Other high-profile people have made brief appearances here, too, including actors Danny Glover and Sean Penn. But most are people like Jordan Winquist, who was working as a waiter in Philadelphia after college. One day searching Craigslist he found a job teaching English in Caracas. But politics was the real reason he journeyed here in 2006.

"I wanted to see it for myself," he says, now back in Philadelphia. He also volunteered at one of Chávez's "misiones," to teach carpentry, plumbing, and electricity, mostly to women. "It was really inspirational, really intense."

Even private groups are tapping into the fervor, offering a version of "revolutionary tourism." Organizations like San Francisco-based Global Exchange, a human rights group that runs reality tours around the world, began booking packages in Venezuela a few years ago. Instead of beaches and bars, these tourists visit slums, workshops, and protest centers.

Venezuela differs from other stops on the activists' tour. Its revolution has been largely peaceful, absent the armed conflicts that marked other class-oriented upheavals. That brings challenges, analysts say: The movement didn't grow out of a well-defined ideology. Venezuela is also a major oil producer, which can yield a strange mix of capitalism and socialism.

When Ms. Duckworth arrived two years ago, she found the amount of wealth jarring – especially after a decade in Cuba. "You walk down the street," she says, "and you don't feel very revolutionary." Instead you see fast-food chains, foreign banks, and ads for plastic surgery.
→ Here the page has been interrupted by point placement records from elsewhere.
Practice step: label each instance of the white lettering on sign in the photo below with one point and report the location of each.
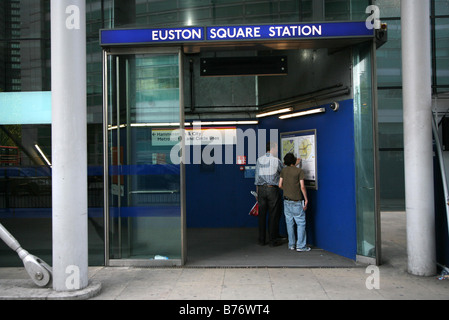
(176, 34)
(235, 33)
(73, 21)
(295, 31)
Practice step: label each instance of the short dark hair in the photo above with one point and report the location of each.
(270, 145)
(289, 159)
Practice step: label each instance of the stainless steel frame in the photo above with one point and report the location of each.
(136, 262)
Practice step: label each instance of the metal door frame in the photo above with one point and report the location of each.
(142, 262)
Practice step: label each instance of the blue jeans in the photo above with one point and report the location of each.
(294, 213)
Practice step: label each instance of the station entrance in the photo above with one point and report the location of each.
(174, 198)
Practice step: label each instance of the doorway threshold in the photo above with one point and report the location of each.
(238, 248)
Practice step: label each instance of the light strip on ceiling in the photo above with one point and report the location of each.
(272, 113)
(223, 123)
(303, 113)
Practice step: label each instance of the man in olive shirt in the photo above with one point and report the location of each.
(292, 182)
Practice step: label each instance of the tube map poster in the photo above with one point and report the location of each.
(303, 145)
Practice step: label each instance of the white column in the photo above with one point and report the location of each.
(69, 144)
(418, 151)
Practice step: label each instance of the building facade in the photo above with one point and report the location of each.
(25, 135)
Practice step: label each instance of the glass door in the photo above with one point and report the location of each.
(144, 188)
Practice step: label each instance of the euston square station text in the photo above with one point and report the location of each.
(264, 32)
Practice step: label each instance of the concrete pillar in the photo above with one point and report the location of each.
(418, 151)
(69, 144)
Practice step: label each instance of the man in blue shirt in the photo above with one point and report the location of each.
(268, 169)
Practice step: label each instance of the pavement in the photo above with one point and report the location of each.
(389, 281)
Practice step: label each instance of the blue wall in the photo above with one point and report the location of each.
(219, 196)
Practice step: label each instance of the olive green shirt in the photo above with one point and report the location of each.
(291, 182)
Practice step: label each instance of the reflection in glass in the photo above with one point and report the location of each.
(144, 185)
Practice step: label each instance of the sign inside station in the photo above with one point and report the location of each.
(111, 37)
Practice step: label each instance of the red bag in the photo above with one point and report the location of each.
(255, 210)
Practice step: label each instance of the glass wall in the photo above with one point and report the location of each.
(389, 63)
(364, 151)
(144, 184)
(25, 128)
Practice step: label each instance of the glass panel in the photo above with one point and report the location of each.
(391, 150)
(364, 150)
(442, 51)
(389, 57)
(144, 185)
(441, 7)
(25, 190)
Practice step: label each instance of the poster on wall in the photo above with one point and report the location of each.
(303, 145)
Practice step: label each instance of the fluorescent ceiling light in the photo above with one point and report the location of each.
(223, 123)
(272, 113)
(158, 124)
(303, 113)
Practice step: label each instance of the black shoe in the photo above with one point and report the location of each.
(275, 243)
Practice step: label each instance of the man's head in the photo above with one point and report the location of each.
(272, 147)
(290, 159)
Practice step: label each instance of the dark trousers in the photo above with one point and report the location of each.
(269, 199)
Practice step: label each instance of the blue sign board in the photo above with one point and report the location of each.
(325, 30)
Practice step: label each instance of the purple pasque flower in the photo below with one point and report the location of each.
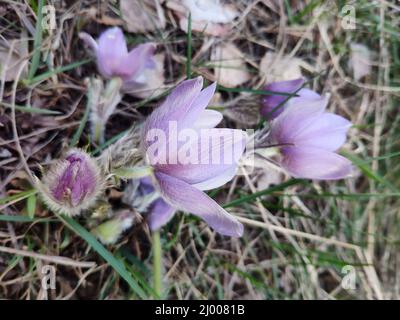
(72, 184)
(180, 182)
(309, 138)
(114, 60)
(270, 103)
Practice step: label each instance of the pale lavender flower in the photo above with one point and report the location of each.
(72, 184)
(114, 60)
(180, 184)
(308, 138)
(271, 107)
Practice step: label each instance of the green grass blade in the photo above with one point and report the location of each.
(31, 205)
(58, 70)
(189, 48)
(261, 193)
(116, 264)
(18, 197)
(29, 109)
(7, 218)
(368, 172)
(78, 133)
(37, 42)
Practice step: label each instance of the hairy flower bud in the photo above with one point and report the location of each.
(72, 184)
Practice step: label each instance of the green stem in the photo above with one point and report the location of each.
(157, 273)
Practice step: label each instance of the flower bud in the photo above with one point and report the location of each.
(72, 184)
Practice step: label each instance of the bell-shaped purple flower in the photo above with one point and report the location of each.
(114, 60)
(271, 104)
(308, 138)
(179, 181)
(72, 184)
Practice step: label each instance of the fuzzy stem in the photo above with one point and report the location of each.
(157, 273)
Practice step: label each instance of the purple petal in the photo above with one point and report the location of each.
(219, 180)
(296, 118)
(187, 198)
(77, 181)
(160, 214)
(216, 150)
(327, 132)
(208, 119)
(138, 59)
(199, 105)
(111, 51)
(175, 107)
(271, 102)
(314, 163)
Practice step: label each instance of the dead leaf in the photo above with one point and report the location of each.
(10, 61)
(143, 15)
(276, 67)
(245, 112)
(230, 67)
(208, 16)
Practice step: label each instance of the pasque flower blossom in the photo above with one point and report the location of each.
(180, 184)
(72, 184)
(271, 104)
(114, 60)
(308, 138)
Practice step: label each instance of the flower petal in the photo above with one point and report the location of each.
(314, 163)
(175, 107)
(160, 214)
(327, 132)
(208, 119)
(212, 154)
(217, 181)
(111, 50)
(185, 197)
(296, 117)
(136, 61)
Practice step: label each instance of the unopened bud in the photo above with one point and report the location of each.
(72, 184)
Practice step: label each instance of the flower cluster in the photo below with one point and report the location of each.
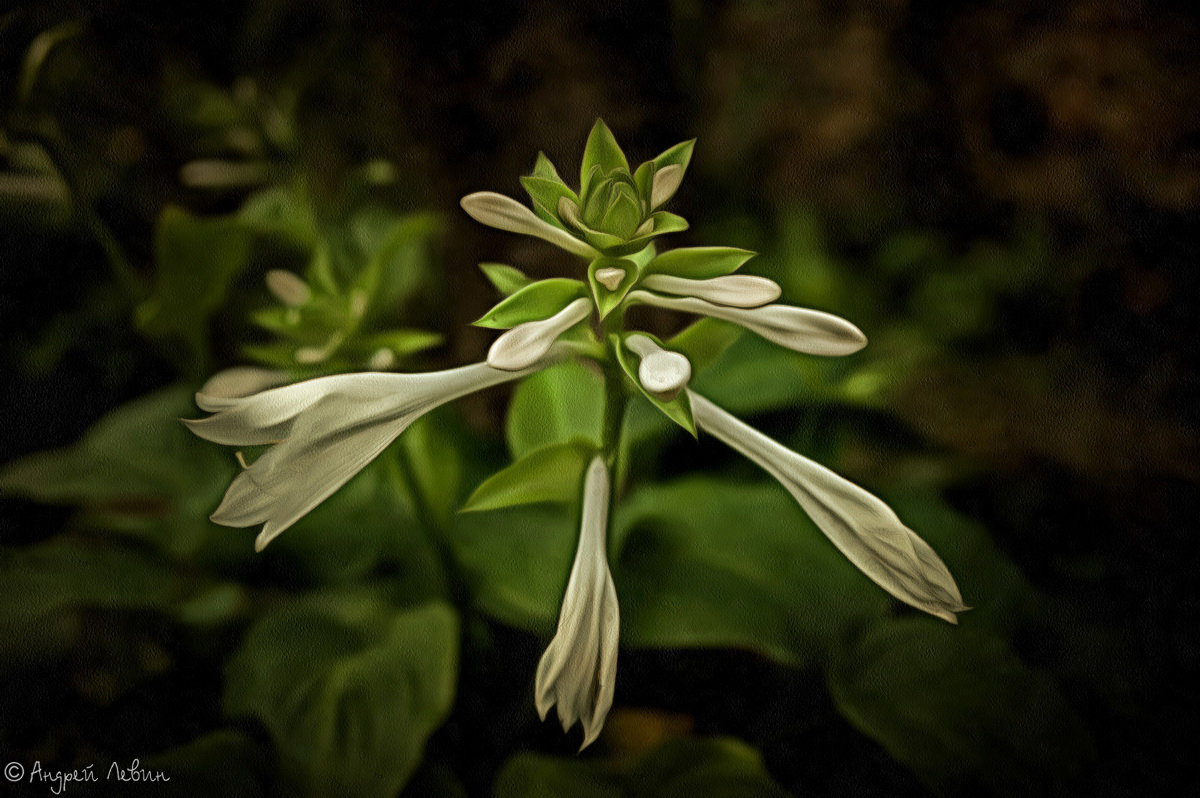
(329, 429)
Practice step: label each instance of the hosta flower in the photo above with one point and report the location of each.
(859, 525)
(615, 211)
(324, 431)
(579, 670)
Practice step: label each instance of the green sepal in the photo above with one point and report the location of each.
(678, 155)
(535, 301)
(508, 280)
(677, 409)
(705, 341)
(699, 263)
(607, 300)
(601, 150)
(545, 193)
(551, 474)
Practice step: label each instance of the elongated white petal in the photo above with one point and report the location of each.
(666, 183)
(526, 343)
(663, 373)
(732, 291)
(325, 431)
(507, 214)
(579, 670)
(859, 525)
(796, 328)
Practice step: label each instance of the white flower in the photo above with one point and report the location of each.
(507, 214)
(859, 525)
(579, 670)
(525, 343)
(733, 291)
(796, 328)
(324, 431)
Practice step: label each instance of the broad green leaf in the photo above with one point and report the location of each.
(553, 473)
(535, 301)
(610, 298)
(703, 341)
(516, 561)
(713, 563)
(507, 280)
(138, 471)
(348, 687)
(959, 708)
(196, 261)
(223, 762)
(555, 406)
(45, 588)
(679, 768)
(600, 150)
(699, 263)
(677, 409)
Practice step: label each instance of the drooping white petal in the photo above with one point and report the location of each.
(526, 343)
(666, 181)
(325, 431)
(859, 525)
(663, 373)
(732, 291)
(796, 328)
(507, 214)
(579, 670)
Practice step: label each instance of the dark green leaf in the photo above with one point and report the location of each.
(535, 301)
(349, 689)
(556, 406)
(958, 707)
(552, 473)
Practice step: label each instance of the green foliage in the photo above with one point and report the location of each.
(959, 708)
(533, 303)
(552, 473)
(349, 688)
(679, 768)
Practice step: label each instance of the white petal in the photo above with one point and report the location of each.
(666, 181)
(859, 525)
(796, 328)
(526, 343)
(579, 670)
(733, 291)
(507, 214)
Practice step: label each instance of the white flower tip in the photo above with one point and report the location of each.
(526, 343)
(610, 277)
(288, 287)
(664, 375)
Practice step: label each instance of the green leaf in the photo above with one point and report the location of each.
(46, 587)
(196, 261)
(699, 263)
(705, 341)
(959, 708)
(607, 298)
(507, 280)
(138, 471)
(556, 406)
(348, 687)
(679, 768)
(712, 563)
(677, 409)
(552, 473)
(678, 155)
(535, 301)
(600, 150)
(516, 561)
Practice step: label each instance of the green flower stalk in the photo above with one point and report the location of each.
(327, 430)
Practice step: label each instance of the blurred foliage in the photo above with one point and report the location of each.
(1002, 196)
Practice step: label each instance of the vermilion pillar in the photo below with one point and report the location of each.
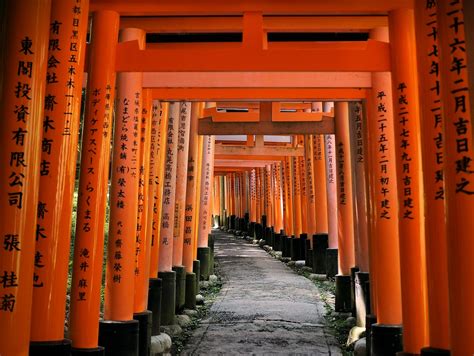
(93, 187)
(278, 199)
(205, 201)
(57, 172)
(361, 243)
(320, 194)
(160, 154)
(311, 202)
(180, 201)
(190, 216)
(344, 207)
(384, 246)
(455, 65)
(406, 122)
(165, 262)
(253, 196)
(296, 180)
(124, 192)
(144, 217)
(22, 108)
(432, 125)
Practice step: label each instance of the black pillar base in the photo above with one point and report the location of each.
(362, 300)
(98, 351)
(53, 348)
(332, 267)
(354, 270)
(168, 297)
(320, 245)
(197, 272)
(180, 287)
(145, 320)
(343, 294)
(190, 297)
(387, 340)
(203, 255)
(119, 338)
(370, 320)
(210, 242)
(154, 304)
(432, 351)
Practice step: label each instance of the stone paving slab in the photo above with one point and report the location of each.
(264, 308)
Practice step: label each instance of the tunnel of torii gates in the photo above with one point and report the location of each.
(337, 131)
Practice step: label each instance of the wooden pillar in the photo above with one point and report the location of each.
(253, 196)
(124, 192)
(58, 171)
(181, 181)
(455, 28)
(358, 165)
(206, 179)
(169, 190)
(144, 217)
(189, 230)
(23, 96)
(162, 109)
(93, 183)
(320, 192)
(406, 122)
(384, 244)
(311, 202)
(432, 126)
(331, 190)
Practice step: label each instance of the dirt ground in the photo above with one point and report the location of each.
(264, 308)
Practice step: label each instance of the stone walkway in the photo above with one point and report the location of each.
(264, 308)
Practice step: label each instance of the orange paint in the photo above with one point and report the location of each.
(345, 212)
(320, 194)
(144, 217)
(58, 168)
(206, 193)
(181, 179)
(192, 168)
(162, 109)
(22, 107)
(120, 273)
(385, 255)
(432, 124)
(407, 149)
(93, 183)
(169, 190)
(459, 136)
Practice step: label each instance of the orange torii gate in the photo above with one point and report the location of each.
(415, 184)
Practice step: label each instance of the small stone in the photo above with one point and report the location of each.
(190, 312)
(172, 330)
(160, 344)
(360, 347)
(300, 264)
(183, 320)
(317, 277)
(213, 279)
(199, 299)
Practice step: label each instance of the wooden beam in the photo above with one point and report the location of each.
(257, 80)
(233, 24)
(207, 127)
(267, 7)
(225, 152)
(370, 56)
(259, 94)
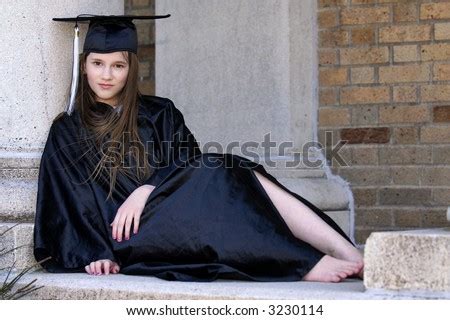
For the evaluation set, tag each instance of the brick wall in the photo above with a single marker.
(384, 69)
(146, 51)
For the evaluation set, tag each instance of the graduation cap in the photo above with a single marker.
(106, 33)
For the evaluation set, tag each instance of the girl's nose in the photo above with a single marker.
(106, 74)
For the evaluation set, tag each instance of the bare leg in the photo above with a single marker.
(307, 226)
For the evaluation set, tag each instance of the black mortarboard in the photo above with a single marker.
(105, 34)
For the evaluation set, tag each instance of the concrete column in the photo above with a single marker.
(36, 66)
(36, 70)
(240, 69)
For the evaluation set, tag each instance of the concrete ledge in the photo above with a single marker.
(84, 286)
(20, 237)
(417, 260)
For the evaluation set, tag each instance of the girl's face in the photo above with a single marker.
(107, 74)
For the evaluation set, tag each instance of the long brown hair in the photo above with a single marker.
(119, 130)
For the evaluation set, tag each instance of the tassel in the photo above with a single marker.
(75, 71)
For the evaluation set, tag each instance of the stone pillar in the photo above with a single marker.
(36, 72)
(240, 69)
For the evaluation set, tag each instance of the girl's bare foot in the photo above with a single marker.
(330, 269)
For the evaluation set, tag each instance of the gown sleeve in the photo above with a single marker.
(68, 226)
(179, 143)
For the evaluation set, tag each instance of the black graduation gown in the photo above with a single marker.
(209, 218)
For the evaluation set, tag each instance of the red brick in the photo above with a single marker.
(365, 95)
(441, 114)
(407, 33)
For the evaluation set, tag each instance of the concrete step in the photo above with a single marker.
(84, 286)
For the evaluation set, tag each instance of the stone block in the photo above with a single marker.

But you can certainly feel it at San Carlos, the old political prison on a hill overlooking the presidential palace. It is now a museum. Poster-size photos of Chavez, Castro, and others hang outside. Inside, the walls are papered with condemnations of US involvement in Iraq and propaganda from the Anti-Imperialist Foundation Manuel Ponte Rodríguez.

Dario Azzellini, a documentary filmmaker from Italy, is teaching a seminar on community councils. Over the years, he has ventured to all the Latin American countries in the midst of social change. He came to Caracas in 2003. "I always go where I can give the most to the social processes of transformation," he says.